On vous avait, une première fois, éprouvé par une scène de fantasmagorie où je n’étais pour rien. Quand on vous vit si courageux, plus courageux que l’abbé de Lamyre, à qui Caroline avait joué, pour se divertir, un tour semblable, on s’imagina pouvoir vous régaler d’une apparition qui n’avait rien de bien effrayant. Je me trouvais ici secrètement, car la douairière d’Ionis ne m’y eût pas soufferte volontiers. Caroline, frappée de ma ressemblance avec la nymphe de la fontaine, s’imagina de me coiffer et de m’habiller comme elle, pour me faire rendre mon oracle, qui ne fut pas conforme à ses désirs, mais auquel vous avez religieusement obéi, sans oublier un seul instant le soin de notre honneur. Je partis le lendemain matin, et on me laissa ignorer ensuite que vous aviez été grièvement malade ici, à la suite de cette apparition. Quand vous eûtes une querelle avec Bernard, j’étais à Angers, et c’est moi qui vous renvoyai la bague que je vous avais fait trouver dans votre chambre. Cette circonstance avait été inventée par madame d’Ionis, qui possédait deux bagues pareilles, fort anciennes, et qui avait tout disposé pour notre roman. C’est elle qui vous l’a reprise ensuite pendant votre fièvre, dans la crainte de vous voir trop exalté par cette apparence de réalité, et préférant vous laisser croire que vous aviez tout rêvé.
– Et je ne l’ai pas cru ! jamais ! Mais comment aviez-vous repris possession de cette bague qui n’était pas à vous ?
– Caroline me l’avait donnée, dit-elle en rougissant, parce que je l’avais trouvée jolie !
Puis elle se hâta d’ajouter :
– Quand Bernard vous eut confessé, j’appris enfin par quels chagrins et quelles vertus vous aviez mérité de revoir la dame verte. Je résolus alors d’être votre sœur et votre amie pour réparer, par l’affection de toute ma vie, l’imprudence où je m’étais laissé entraîner et vous dédommager ainsi des peines que je vous avais causées. Je ne m’attendais guère à vous plaire autant au grand jour qu’au clair de la lune. Eh bien, puisqu’il en est ainsi, sachez que vous n’avez pas été seul malheureux, et que...
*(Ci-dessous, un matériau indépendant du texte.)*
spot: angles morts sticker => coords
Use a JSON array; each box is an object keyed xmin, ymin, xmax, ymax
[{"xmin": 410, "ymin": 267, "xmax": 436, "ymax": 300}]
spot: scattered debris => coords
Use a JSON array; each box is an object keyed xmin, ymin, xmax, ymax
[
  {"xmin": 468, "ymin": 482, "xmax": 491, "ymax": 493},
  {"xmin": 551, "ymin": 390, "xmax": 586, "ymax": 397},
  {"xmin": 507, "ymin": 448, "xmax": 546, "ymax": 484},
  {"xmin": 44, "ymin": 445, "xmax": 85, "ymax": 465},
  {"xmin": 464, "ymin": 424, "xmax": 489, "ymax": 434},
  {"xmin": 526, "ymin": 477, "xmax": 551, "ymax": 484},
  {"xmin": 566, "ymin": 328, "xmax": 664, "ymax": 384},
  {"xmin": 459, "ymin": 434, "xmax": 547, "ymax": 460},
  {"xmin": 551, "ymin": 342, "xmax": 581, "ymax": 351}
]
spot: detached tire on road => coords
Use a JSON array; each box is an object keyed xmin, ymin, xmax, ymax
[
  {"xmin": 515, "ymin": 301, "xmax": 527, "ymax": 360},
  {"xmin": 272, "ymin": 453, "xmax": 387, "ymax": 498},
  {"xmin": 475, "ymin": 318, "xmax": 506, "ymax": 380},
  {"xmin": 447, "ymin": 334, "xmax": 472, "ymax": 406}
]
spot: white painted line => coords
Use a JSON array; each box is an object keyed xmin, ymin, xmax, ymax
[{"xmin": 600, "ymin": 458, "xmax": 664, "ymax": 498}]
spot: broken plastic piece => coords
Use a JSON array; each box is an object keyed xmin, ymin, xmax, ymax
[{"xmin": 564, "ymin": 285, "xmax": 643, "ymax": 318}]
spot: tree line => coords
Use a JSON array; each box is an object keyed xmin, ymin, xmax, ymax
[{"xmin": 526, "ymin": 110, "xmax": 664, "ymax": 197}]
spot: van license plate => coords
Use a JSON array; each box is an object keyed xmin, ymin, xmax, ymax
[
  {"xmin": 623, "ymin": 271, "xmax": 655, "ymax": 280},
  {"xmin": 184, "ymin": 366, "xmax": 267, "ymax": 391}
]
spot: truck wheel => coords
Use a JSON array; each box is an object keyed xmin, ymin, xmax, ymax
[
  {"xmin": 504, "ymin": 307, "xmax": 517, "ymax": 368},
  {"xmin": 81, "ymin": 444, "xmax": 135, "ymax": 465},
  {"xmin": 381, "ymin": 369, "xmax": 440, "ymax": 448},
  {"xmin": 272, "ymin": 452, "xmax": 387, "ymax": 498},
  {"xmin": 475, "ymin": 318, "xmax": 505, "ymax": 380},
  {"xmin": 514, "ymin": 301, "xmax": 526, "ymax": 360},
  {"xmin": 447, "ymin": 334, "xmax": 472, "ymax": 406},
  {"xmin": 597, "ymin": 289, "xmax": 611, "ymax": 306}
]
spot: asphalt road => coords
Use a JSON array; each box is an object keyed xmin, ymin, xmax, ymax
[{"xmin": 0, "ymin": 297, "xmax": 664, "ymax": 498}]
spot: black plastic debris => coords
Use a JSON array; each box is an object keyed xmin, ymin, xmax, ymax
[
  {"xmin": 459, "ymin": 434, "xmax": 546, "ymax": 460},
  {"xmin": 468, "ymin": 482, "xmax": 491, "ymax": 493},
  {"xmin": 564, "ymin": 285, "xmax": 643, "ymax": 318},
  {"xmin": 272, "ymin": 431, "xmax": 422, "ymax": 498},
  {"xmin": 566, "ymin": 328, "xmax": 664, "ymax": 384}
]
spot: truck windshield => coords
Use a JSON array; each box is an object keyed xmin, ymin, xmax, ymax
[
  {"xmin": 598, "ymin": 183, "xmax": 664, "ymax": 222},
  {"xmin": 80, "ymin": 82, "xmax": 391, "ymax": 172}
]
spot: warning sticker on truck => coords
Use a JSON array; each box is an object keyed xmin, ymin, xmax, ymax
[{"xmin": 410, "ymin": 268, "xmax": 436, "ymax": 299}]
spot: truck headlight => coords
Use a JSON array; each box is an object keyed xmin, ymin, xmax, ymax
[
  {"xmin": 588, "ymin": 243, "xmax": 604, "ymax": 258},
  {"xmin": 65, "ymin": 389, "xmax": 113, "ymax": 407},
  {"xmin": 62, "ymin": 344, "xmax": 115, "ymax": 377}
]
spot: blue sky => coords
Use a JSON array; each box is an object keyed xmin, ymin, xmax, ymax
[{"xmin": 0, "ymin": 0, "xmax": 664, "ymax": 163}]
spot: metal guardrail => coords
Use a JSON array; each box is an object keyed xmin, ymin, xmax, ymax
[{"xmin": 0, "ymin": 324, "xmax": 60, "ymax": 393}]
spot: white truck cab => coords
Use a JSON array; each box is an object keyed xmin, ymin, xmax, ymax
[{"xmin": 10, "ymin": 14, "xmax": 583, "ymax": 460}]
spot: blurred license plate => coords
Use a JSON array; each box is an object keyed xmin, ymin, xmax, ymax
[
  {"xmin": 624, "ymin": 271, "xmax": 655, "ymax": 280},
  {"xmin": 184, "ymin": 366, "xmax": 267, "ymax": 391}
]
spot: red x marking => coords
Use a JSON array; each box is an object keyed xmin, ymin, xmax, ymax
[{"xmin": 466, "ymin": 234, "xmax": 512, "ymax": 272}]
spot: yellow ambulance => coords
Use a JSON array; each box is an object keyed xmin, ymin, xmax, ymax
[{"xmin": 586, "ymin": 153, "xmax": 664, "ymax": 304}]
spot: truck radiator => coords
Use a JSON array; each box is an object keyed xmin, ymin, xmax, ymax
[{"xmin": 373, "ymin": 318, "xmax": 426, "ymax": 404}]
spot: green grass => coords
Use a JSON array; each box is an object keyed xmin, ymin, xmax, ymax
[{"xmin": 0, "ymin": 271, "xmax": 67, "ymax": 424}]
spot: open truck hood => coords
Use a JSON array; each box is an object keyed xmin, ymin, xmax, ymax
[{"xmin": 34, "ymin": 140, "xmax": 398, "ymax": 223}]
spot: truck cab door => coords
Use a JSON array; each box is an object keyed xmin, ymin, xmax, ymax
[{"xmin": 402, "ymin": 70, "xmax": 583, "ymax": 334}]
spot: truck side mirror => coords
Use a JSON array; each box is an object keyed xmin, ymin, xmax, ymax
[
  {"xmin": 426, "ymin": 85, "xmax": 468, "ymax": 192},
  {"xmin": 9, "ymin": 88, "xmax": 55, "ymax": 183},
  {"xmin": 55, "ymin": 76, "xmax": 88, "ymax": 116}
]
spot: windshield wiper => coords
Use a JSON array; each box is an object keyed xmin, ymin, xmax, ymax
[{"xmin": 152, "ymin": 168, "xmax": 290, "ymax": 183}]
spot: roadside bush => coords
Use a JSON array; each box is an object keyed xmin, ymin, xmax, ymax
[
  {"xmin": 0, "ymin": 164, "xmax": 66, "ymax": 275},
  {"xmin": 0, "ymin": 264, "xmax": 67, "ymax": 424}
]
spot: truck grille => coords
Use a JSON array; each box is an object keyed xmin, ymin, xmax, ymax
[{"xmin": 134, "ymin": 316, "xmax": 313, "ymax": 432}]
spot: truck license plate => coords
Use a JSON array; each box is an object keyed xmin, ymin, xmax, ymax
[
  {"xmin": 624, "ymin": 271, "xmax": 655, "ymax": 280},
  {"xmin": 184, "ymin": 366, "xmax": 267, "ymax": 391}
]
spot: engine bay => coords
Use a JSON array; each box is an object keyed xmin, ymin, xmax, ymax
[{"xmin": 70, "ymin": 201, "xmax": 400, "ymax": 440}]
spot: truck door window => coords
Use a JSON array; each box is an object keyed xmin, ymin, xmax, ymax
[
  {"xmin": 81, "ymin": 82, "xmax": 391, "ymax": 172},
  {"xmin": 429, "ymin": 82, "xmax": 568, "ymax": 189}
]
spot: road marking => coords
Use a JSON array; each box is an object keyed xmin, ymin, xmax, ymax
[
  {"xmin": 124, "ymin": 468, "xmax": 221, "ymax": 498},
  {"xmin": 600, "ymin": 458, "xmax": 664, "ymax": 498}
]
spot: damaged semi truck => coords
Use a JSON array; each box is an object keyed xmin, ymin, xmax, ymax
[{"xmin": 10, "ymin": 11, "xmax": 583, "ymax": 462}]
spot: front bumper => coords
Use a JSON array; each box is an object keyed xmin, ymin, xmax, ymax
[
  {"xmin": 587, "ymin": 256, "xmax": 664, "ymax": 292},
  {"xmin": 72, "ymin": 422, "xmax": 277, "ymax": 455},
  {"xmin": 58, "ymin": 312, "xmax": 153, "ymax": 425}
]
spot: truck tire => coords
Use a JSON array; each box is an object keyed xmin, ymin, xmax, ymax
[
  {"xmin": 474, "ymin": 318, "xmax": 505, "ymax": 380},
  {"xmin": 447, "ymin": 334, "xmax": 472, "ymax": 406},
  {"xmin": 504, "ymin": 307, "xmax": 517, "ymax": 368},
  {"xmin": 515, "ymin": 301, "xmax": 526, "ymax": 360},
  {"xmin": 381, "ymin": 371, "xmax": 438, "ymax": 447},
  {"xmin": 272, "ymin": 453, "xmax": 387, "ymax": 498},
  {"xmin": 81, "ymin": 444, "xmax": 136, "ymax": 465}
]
– Achevez ! m’écriai-je en tombant à ses pieds.
– Eh bien, eh bien... dit-elle en rougissant encore plus et en baissant la voix, bien que nous fussions seuls auprès de la fontaine, sachez que j’avais été punie de ma témérité. J’étais, ce jour-là, une enfant bien tranquille et bien gaie. Je sus très bien jouer mon rôle, et mes deux sœurs, Bernard et l’abbé de Lamyre, qui nous écoutaient derrière ces rochers, trouvèrent que j’y avais mis une gravité dont ils ne me croyaient pas capable. La vérité est qu’en vous voyant et en vous écoutant, je fus prise moi-même de je ne sais quel vertige. D’abord, je me figurai que j’étais réellement une morte. Destinée au cloître, je vous parlai comme séparée déjà du monde des vivants. La conviction de mon rôle me gagna. Je sentis que je m’intéressais à vous. Vous m’invoquiez avec une passion... qui me troubla jusqu’au fond de l’âme. Si vous voyiez ma figure, je voyais aussi la vôtre... et quand je rentrai dans mon couvent, j’eus peur des vœux que je devais prononcer, je sentis qu’en jouant à m’emparer de votre liberté, j’avais livré et perdu la mienne.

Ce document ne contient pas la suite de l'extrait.